Tamamen sembolik kelimelerden oluşan bu ayetlerde Hz. Musa’nın, halkını / kavmini yönlendirmek için su ( ilahi ve yönlendirici kozmik bilgiler ) talep ettiği, bunun üzerine asa ile taşa vurunca suların aktığı ( bir portalın açılması ve kozmik bilgi akışı ) bildirilmektedir. Kavminin “Tek yiyeceğe ( ilahi ve yönlendirici kozmik bilgiler ) sabretmeyeceğiz.” Şeklindeki isyan cümlesi ise “Biz bu bilgileri istemiyoruz. Bize maddi menfaat sağlayacak olan maddeleri getir.” anlamını taşımaktadır. 2/61 kodlu ayette geçen bakliyat, kabak, soğan vb. kelimeleri maddi ve dünyevi menfaatleri sembolize etmektedir.

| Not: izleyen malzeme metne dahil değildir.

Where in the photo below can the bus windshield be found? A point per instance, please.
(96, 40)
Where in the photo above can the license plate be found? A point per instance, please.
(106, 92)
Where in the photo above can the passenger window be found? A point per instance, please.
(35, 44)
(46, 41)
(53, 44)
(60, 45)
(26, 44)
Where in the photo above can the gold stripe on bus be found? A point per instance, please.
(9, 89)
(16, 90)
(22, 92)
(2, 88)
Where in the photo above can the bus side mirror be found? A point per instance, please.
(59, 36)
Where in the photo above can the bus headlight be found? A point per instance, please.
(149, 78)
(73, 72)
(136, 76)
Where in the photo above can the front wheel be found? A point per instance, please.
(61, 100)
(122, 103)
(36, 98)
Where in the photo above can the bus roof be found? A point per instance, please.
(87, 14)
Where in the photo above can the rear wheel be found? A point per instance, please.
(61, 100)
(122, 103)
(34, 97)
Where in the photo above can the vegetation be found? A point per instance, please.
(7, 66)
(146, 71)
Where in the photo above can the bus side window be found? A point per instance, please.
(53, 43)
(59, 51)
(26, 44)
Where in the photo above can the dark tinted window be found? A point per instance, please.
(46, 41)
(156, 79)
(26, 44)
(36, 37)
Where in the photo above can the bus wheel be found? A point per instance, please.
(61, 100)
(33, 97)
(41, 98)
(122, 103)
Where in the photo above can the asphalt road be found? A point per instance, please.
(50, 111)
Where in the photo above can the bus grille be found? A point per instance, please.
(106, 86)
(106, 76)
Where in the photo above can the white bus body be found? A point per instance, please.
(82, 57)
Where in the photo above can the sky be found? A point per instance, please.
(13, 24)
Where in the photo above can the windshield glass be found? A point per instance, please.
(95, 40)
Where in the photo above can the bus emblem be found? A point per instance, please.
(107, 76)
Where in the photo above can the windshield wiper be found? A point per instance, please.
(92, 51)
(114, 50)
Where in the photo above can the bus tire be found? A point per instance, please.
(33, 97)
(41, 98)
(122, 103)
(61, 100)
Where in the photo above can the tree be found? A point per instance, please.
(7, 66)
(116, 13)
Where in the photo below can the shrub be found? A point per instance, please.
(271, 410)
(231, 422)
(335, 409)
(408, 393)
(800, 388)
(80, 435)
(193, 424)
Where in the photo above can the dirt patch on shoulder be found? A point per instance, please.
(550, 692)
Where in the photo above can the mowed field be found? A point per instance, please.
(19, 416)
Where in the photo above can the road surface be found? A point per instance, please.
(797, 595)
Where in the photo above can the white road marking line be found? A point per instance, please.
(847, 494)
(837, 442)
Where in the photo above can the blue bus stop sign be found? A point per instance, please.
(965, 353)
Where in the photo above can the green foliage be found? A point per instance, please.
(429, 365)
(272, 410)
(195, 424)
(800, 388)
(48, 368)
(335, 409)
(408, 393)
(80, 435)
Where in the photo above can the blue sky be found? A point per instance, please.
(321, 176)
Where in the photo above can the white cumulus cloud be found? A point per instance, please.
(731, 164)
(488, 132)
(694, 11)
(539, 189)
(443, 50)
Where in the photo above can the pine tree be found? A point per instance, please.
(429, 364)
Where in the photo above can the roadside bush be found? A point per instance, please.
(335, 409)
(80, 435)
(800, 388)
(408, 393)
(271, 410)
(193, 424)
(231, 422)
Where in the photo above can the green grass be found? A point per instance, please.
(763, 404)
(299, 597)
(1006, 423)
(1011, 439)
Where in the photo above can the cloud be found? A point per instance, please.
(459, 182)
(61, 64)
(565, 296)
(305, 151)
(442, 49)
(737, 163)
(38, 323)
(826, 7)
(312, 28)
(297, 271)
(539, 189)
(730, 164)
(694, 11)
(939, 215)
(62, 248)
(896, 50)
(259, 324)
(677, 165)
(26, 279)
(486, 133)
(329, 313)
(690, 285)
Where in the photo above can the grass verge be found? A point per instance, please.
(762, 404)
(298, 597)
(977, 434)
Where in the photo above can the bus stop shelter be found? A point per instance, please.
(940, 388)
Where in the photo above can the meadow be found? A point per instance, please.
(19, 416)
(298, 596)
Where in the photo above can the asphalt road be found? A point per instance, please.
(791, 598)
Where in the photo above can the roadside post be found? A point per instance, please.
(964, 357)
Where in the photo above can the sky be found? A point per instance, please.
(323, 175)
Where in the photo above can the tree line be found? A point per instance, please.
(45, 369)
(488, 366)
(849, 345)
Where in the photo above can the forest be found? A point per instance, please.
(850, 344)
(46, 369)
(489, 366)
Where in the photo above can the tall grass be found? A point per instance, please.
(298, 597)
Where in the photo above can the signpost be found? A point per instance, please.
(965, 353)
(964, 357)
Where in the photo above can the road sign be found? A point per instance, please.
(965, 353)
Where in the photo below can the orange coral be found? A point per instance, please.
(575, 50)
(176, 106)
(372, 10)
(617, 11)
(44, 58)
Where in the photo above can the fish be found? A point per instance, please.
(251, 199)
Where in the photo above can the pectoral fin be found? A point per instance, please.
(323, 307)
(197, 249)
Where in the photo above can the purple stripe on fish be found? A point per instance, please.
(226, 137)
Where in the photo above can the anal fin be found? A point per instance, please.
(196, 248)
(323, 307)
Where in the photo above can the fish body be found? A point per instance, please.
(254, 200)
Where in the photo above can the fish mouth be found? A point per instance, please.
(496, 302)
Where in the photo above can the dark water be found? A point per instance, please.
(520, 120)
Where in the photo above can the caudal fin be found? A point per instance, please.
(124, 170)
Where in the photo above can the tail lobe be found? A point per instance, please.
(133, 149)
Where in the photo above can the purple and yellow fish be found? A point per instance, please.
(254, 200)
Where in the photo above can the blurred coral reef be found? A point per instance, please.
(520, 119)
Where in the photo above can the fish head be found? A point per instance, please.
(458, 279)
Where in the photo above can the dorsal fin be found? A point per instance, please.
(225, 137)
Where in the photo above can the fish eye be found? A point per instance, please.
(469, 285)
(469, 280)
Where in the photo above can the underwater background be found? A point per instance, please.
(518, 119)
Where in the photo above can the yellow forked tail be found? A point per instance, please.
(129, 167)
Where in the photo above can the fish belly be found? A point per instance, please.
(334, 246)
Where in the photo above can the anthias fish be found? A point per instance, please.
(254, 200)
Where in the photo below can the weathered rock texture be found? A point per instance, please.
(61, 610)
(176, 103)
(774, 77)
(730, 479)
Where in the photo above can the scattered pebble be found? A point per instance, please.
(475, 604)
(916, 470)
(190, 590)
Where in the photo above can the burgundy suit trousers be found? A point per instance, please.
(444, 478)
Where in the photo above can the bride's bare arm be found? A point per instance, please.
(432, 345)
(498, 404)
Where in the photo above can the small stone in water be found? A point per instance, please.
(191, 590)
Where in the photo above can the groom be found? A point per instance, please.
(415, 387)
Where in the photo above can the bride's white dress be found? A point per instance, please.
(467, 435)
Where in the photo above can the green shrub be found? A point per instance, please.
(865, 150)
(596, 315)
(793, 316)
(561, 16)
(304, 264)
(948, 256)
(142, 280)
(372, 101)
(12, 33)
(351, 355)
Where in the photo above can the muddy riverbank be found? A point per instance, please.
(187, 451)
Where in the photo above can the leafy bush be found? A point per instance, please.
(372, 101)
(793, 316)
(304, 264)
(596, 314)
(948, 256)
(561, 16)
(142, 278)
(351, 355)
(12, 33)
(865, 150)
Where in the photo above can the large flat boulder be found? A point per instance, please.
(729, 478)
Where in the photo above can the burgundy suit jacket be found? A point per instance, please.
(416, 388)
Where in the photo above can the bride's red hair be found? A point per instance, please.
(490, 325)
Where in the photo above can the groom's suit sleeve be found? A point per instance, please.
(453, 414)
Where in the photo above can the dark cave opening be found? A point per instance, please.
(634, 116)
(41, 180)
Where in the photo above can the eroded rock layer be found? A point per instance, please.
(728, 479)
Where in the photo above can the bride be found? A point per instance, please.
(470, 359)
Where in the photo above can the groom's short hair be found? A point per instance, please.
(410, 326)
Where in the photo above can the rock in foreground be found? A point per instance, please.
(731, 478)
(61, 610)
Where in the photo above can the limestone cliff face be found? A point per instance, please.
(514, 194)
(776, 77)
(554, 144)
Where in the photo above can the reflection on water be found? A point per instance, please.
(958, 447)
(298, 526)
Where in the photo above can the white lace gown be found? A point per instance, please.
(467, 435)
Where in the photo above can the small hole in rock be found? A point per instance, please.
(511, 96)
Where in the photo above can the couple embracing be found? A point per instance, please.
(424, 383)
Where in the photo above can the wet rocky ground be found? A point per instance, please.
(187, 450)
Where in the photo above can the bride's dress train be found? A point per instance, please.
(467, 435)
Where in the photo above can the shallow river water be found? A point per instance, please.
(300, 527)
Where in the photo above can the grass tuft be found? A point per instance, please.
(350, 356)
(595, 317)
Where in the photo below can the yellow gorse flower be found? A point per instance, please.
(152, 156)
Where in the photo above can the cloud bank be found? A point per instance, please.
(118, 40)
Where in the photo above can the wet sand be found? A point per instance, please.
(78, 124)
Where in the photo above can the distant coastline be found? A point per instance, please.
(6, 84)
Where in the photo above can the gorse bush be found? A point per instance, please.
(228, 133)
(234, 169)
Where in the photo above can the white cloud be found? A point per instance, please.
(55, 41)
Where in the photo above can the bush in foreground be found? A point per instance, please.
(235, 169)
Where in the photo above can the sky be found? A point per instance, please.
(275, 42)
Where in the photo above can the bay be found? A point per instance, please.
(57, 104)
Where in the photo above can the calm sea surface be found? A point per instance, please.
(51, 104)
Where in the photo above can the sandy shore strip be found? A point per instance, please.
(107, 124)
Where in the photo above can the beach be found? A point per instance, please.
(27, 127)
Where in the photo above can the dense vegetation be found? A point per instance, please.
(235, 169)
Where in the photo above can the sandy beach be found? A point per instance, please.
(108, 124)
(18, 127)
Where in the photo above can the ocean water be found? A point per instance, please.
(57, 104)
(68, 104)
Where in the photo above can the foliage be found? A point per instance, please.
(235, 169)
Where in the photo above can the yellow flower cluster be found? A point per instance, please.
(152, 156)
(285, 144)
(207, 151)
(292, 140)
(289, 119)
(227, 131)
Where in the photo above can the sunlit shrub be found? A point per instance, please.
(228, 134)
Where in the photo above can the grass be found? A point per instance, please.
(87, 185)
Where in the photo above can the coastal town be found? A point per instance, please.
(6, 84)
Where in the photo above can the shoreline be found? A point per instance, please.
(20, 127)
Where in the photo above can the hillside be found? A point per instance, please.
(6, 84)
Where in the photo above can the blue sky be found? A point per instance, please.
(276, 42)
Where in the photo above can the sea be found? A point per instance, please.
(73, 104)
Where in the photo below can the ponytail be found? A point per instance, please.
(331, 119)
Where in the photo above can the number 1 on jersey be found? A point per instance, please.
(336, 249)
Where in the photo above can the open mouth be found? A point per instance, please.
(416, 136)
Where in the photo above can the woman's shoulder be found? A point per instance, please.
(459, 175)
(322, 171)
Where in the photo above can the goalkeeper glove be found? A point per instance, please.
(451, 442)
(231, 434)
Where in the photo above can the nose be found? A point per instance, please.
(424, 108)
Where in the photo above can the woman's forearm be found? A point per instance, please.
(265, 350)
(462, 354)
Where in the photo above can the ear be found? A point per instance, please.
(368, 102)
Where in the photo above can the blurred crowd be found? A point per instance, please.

Asa ile portalın açılması ve kozmik bilgilerin ( su ) akışının konu edildiği ayetin kodunun ( 2/60 ) nümerolojik değeri “8” ( 2+6+0 = 8 ) olmaktadır. Bilindiği üzere 8 sayısı yeni döngü başlangıcının nümerolojik sembolüdür.

Hz. Musa’nın kavminin isyan etmesini konu alan ayetin kodunun ( 2/61 ) nümerolojik değeri ise “9” ( 2+6+1 = 9 ) olmaktadır. Bilindiği üzere 9 sayısı okült satanizmde 6 sayısının tersi olmak üzere negatif enerjiyi yani Allah’ı, O’nun nimetlerini, doğruluğu ve iyiliği reddetmeyi sembolize etmektedir.

İlahi ve yönlendirici kozmik bilgiler ile doymak yani "Kelimeler ile doymak" / "Kelimeleri YEMEK" teşbihi Tevrat'ın aşağıdaki ayetlerinde de yer almaktadır. Ayetlerin ait olduğu Ezekiel suresinin numarasının 26 olması da "8" ( 2+6 = 8 ) nümerolojisi açısından dikkat çekmektedir. )

26 Ezekiel 3-1 Bana, "EY İNSANOĞLU, SANA VERİLENİ YE. BU TOMARI YEDİKTEN sonra git, İsrail halkına seslen" dedi.

26 Ezekiel 3-2 Böylece ağzımı açtım, YEMEM için tomarı bana verdi.

26 Ezekiel 3-3 Bana, "EY İNSANOĞLU, SANA VERDİĞİM TOMARI YE, mideni onunla doldur" dedi. Bunun üzerine TOMARI YEDİM. Bal gibi tatlı geldi bana.

26 Ezekiel 3-4 Sonra şöyle dedi: "Ey insanoğlu, İsrail halkına git, onlara SÖZLERİMİ ilet.